SE31330 - Employees using their own vehicles for work: rules for deductions from 2002/03 onwards – mileage allowance relief – outline

Section 197AF and 197AG and Schedule 12AA ICTA 1988 as introduced by Section 57 and Schedule 12 FA 2001

The guidance at SE31205 provides an overview of the rules that apply from 6 April 2002 for

  • payments that employers make to employees who carry out business travel in their own cars, vans, motor cycles or cycles, and
  • deductions to which employees are entitled for carrying out business travel in their own cars, vans, motor cycles or cycles.

The guidance on this page deals with the second of these.

From 6 April 2002 there is a compulsory system based on statutory mileage rates that must be used for working out the amount of any deductions that employees are entitled to for carrying out business travel in their own cars, vans, motor cycles or cycles. This new statutory deduction is called mileage allowance relief (MAR).

MAR replaces both

  • the old statutory method for calculating relief (see SE31335 for details of the changes), and
  • the optional system of using the Inland Revenue’s authorised mileage rates for cars, motor cycles and cycles.

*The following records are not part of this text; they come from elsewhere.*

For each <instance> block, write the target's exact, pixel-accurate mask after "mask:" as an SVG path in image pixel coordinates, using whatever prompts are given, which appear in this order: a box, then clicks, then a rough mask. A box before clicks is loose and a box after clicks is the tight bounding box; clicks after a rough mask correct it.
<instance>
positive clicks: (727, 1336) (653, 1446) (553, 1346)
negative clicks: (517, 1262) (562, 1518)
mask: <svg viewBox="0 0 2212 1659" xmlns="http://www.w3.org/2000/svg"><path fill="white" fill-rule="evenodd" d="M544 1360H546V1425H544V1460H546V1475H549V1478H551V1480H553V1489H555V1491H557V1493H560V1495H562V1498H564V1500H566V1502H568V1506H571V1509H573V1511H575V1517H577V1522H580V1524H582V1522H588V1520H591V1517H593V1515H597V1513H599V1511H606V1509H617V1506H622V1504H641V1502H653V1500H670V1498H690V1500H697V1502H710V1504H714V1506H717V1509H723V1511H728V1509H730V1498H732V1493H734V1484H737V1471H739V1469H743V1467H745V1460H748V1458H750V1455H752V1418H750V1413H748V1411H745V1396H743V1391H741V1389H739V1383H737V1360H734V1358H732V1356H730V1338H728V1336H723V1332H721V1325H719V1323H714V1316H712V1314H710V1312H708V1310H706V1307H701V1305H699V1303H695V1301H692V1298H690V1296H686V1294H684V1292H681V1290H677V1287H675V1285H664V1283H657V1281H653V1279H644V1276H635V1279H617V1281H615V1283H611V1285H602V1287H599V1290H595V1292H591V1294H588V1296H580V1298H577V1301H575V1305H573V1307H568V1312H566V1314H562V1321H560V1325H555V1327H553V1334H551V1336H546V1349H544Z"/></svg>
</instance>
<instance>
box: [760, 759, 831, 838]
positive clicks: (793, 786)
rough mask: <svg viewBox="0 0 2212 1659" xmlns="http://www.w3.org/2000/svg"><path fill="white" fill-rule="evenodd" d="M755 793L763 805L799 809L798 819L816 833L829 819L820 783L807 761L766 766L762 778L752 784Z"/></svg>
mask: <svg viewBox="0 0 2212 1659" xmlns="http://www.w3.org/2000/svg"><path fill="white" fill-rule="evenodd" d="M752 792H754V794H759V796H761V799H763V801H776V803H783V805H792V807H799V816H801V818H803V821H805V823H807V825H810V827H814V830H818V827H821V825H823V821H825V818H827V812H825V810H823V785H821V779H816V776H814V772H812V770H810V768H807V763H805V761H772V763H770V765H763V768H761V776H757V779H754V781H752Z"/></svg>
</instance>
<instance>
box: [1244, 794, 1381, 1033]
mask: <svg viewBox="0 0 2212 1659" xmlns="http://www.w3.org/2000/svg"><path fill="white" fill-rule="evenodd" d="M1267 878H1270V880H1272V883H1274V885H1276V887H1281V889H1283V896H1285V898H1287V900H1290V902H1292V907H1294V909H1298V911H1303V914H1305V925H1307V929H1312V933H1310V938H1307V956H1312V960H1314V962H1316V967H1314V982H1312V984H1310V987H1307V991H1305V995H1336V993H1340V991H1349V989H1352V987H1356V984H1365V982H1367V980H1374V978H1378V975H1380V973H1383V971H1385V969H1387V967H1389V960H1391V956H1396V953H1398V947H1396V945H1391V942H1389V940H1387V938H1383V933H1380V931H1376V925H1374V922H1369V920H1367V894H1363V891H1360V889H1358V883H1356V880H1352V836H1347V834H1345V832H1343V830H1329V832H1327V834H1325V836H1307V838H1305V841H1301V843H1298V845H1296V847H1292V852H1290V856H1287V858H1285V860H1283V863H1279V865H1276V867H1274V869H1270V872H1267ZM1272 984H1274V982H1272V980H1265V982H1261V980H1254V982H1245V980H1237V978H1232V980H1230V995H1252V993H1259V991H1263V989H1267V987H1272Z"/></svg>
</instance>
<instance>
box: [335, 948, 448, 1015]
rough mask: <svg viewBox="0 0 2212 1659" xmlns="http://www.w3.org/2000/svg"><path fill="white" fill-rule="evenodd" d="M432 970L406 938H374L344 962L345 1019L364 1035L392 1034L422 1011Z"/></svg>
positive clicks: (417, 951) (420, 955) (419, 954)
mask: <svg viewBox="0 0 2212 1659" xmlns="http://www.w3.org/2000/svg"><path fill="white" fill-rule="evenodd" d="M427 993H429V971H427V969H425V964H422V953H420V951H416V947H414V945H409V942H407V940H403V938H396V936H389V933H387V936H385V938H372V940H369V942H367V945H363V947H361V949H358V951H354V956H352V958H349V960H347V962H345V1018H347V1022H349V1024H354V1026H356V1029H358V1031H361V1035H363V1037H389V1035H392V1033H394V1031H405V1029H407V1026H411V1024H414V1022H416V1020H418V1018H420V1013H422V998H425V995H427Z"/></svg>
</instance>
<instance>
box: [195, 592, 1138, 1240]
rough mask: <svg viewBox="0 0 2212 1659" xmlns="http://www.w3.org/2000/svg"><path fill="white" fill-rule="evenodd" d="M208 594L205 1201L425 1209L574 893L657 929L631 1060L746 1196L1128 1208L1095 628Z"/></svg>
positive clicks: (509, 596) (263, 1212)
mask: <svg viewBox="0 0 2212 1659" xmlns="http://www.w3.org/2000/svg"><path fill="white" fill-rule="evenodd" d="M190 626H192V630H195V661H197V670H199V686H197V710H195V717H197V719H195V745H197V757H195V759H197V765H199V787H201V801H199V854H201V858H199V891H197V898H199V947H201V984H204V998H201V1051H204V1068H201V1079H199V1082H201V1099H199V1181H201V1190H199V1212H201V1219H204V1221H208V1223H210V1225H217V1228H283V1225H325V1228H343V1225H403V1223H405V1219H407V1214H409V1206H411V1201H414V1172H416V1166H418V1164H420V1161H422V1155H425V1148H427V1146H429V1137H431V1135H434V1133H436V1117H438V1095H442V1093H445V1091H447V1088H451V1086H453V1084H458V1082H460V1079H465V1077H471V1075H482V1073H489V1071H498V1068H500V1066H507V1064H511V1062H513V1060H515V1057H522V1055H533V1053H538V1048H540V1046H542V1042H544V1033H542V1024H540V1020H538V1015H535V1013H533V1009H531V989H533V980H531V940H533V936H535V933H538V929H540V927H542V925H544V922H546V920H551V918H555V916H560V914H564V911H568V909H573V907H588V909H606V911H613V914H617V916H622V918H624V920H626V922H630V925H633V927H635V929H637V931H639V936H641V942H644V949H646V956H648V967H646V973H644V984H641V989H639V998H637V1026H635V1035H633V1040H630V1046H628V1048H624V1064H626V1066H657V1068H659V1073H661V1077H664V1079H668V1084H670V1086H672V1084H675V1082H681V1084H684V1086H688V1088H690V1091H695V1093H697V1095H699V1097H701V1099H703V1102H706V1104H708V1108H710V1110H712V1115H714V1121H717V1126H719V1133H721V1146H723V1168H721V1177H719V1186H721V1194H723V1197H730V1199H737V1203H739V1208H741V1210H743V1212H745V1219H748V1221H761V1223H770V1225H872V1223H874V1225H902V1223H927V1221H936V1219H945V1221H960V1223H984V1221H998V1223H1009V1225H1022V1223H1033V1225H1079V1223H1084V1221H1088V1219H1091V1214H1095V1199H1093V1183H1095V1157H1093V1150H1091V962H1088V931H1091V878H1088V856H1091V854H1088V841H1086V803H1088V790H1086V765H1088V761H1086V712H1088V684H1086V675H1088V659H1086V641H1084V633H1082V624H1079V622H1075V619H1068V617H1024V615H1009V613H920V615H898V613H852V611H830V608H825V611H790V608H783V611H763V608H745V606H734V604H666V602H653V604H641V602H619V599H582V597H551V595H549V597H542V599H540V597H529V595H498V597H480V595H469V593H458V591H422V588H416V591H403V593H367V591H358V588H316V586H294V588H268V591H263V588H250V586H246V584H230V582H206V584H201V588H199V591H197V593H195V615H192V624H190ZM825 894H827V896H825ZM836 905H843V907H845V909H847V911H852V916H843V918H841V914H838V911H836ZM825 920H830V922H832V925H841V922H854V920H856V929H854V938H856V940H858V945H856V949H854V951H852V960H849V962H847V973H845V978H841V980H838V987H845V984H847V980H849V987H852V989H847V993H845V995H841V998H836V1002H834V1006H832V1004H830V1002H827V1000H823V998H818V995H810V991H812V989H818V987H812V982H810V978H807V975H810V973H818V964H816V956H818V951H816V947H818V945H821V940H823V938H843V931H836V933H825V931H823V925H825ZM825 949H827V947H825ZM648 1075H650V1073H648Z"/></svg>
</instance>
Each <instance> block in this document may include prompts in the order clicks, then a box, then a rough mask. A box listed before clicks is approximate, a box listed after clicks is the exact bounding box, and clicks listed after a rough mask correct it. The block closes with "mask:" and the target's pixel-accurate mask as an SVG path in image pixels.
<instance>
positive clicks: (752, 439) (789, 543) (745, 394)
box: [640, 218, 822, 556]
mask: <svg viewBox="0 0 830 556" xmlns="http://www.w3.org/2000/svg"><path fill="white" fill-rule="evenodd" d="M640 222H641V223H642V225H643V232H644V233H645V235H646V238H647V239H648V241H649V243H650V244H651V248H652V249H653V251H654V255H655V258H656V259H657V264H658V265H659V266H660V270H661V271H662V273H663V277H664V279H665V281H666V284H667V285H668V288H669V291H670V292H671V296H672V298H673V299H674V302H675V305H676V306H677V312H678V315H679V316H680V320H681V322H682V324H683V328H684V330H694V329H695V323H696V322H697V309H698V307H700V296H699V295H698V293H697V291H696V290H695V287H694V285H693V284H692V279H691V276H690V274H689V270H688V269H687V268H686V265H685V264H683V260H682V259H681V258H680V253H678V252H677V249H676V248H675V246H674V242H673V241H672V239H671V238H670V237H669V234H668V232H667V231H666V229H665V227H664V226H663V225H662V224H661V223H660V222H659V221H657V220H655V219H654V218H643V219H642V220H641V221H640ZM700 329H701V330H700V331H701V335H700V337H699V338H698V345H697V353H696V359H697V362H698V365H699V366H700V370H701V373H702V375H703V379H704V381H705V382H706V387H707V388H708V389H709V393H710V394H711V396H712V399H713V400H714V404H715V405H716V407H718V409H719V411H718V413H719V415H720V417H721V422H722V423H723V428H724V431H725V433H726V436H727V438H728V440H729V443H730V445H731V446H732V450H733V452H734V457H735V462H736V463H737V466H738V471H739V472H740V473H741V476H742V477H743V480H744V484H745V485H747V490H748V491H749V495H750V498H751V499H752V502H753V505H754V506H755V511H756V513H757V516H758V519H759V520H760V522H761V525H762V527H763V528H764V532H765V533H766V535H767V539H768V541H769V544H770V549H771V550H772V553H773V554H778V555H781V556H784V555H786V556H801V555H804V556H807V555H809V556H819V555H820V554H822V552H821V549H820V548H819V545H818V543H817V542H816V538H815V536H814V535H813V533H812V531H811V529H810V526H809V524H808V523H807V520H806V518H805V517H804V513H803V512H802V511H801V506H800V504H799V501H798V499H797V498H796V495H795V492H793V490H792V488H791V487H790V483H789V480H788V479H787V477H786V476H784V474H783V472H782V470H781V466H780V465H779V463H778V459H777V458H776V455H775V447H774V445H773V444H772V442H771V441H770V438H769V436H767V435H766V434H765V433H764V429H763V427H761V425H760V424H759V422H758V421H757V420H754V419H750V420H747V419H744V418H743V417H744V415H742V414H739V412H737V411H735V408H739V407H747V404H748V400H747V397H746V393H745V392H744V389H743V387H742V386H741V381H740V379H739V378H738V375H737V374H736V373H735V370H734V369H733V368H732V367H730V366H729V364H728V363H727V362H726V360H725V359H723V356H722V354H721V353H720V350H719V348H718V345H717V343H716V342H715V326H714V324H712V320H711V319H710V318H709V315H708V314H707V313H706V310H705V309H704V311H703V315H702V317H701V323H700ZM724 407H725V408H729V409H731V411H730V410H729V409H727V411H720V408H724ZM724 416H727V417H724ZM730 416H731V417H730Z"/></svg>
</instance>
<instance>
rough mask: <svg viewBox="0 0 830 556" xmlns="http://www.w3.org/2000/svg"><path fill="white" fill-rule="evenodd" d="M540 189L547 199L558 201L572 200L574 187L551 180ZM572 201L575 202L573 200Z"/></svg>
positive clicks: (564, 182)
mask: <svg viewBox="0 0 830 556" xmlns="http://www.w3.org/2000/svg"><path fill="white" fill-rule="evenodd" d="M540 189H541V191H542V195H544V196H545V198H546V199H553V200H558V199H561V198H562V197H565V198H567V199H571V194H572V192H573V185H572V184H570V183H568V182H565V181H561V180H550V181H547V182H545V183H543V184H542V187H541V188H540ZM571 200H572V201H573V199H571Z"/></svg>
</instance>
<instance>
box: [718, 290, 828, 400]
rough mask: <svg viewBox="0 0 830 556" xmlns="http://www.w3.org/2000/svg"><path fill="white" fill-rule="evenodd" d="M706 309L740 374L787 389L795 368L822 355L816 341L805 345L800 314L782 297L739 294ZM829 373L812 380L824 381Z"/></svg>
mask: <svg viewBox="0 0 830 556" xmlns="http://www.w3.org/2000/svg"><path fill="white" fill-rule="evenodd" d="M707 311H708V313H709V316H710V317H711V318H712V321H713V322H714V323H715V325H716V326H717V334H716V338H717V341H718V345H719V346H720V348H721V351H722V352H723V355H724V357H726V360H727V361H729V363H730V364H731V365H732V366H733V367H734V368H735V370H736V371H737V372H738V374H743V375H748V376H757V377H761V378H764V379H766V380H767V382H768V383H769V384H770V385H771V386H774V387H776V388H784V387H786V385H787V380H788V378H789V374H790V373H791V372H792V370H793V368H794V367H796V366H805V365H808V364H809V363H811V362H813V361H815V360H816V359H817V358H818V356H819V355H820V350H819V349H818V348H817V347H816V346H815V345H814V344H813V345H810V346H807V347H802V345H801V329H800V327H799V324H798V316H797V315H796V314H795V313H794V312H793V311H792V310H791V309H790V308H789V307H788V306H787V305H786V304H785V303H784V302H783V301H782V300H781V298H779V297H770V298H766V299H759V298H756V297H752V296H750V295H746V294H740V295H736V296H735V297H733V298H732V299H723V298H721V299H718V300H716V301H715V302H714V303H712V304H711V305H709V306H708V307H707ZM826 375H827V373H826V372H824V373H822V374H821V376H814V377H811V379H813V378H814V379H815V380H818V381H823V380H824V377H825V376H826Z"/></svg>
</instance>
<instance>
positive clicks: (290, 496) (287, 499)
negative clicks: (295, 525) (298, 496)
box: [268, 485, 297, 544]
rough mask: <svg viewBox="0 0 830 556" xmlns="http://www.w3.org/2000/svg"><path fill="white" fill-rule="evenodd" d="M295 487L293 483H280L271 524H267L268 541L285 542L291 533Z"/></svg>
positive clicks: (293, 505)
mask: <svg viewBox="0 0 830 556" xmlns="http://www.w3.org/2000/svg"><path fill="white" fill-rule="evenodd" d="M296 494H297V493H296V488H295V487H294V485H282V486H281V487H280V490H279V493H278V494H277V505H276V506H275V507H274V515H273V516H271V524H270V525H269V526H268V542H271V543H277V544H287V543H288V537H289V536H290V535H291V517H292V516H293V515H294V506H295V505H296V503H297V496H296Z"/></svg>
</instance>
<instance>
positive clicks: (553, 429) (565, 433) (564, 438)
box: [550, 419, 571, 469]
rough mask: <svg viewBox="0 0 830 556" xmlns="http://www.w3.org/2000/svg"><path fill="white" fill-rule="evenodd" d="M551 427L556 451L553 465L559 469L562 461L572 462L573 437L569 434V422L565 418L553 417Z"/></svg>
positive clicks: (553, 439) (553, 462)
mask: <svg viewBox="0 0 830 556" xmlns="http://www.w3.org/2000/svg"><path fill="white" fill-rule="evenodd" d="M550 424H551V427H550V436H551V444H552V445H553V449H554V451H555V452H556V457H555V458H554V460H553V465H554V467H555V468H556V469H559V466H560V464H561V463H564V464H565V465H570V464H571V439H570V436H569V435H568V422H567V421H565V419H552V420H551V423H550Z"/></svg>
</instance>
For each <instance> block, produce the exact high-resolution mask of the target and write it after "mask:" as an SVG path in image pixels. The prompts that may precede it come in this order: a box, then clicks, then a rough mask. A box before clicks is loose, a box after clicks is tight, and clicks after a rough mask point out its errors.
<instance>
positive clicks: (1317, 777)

If an employee uses his or her own vehicle for business travel, there are two circumstances in which mileage allowance relief (MAR) is due:

  • The employee gets no mileage expenses payments for business travel in that vehicle, or
  • The total amount of all the mileage expenses payments for the tax year for business travel in that vehicle is less than the “approved amount for mileage allowance payments applicable to that kind of vehicle” (the AMAPs amount, see SE31215).

In both cases the same statutory mileage rates used to calculate the AMAPs amount (see SE31250 onwards) are used to calculate the amount of any MAR that is due. The statutory mileage rates are shown at SE31240.

For a more detailed explanation of how to calculate the amount of MAR see SE31340.